The history of the world is one. The first century lives over again in the twentieth. All the factors of evil co-operate, as do those of good. There are but two kingdoms behind the numberless powers contending throughout the ages of human existence, that of Satan and that of Christ; though to our eyes their forces lie scattered and confused, and we distinguish ill between them. But the course of time quickens its pace, as if nearing some great issue. Science has given an immense impetus to human progress in almost all directions, and moral influences propagate themselves with greater speed than heretofore. There is going on a rapid interfusion of thought, a unifying of the world’s life and a gathering together of the forces on either side to “the valley of decision,” that seem to portend some worldwide crisis, in which the glorious promises or dark forebodings of revelation, or both at once, will be anew fulfilled.

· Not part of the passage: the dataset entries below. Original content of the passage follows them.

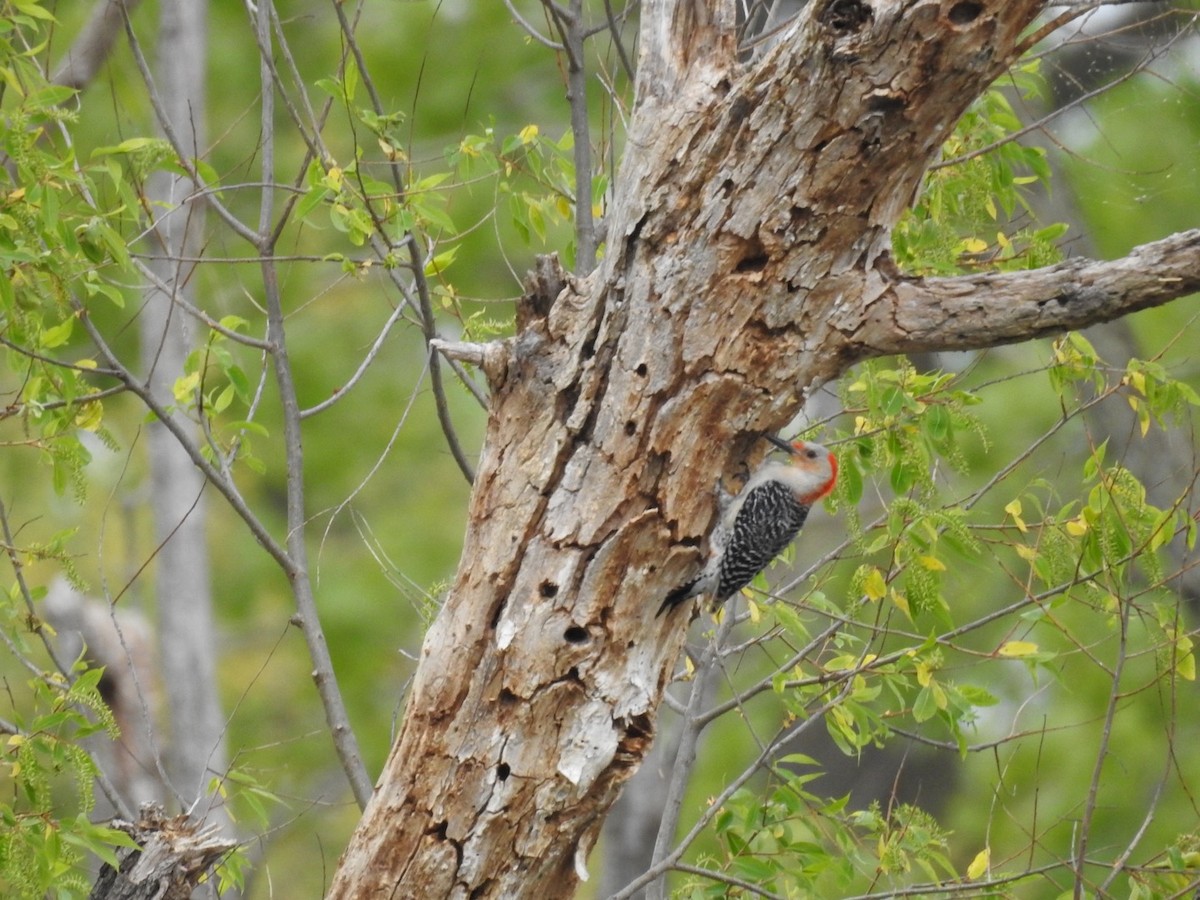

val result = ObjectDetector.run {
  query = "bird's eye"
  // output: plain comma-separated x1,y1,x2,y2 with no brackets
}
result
806,449,817,459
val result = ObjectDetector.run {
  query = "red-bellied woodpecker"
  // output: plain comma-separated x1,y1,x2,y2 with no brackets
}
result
659,437,838,614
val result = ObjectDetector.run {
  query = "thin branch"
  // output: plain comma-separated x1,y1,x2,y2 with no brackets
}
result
238,0,327,170
1075,559,1133,893
0,384,128,422
329,0,479,474
316,354,431,570
117,2,260,246
257,0,373,810
549,0,598,272
130,257,273,349
0,497,134,820
671,862,787,900
646,615,734,900
611,680,857,899
935,32,1183,172
506,0,565,49
53,0,147,90
602,0,636,81
409,239,476,484
75,300,295,571
0,336,121,377
299,300,408,419
0,501,76,680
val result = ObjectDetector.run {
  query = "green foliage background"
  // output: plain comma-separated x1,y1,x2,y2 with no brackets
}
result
0,2,1198,898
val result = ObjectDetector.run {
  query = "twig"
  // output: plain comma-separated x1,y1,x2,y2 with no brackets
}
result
117,3,260,246
646,614,734,900
0,497,134,819
256,0,373,811
0,335,121,376
1074,560,1133,895
317,354,431,572
505,0,565,49
602,0,636,81
938,22,1194,172
548,0,598,272
671,862,787,900
0,384,128,422
131,256,272,349
300,299,409,418
409,239,476,484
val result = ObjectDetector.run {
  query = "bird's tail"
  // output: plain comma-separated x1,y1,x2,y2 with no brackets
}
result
658,578,699,616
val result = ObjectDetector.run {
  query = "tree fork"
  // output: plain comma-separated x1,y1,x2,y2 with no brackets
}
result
328,2,1199,896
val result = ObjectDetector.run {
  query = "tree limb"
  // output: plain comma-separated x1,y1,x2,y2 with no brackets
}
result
856,229,1200,357
53,0,146,90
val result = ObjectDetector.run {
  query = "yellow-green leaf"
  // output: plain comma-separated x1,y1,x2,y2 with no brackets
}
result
998,640,1038,658
173,371,201,403
74,400,103,432
1004,499,1027,533
917,555,946,572
967,847,990,880
1177,650,1196,682
863,567,887,601
40,319,74,349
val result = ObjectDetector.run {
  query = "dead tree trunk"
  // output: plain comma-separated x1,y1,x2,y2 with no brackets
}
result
328,2,1200,896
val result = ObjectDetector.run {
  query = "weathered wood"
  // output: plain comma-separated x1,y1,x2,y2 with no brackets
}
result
328,2,1200,897
88,805,234,900
858,227,1200,353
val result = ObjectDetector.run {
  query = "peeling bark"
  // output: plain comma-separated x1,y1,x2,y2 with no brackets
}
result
328,2,1199,896
88,805,234,900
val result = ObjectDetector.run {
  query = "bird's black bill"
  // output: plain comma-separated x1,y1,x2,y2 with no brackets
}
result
765,434,797,454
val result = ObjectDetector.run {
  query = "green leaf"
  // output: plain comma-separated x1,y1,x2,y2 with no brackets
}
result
40,318,74,349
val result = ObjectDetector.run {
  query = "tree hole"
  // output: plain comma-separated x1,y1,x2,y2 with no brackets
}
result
540,580,558,598
497,762,511,782
948,1,982,25
564,625,589,644
823,0,872,32
624,421,637,436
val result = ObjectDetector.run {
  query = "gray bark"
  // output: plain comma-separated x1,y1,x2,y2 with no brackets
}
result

Still Christ’s words stand, as St Augustine said, to put down “the fingers of the calculators[14].” It is not for us to know times or seasons. What backward currents may arise in our secular progress, what new seals are to be opened in the book of human fate, and through what cycles the evolution of God’s purpose for mankind has yet to run, we cannot guess.
[14] “Omnes calculantium digitos resolvit”; on Matthew 24:36.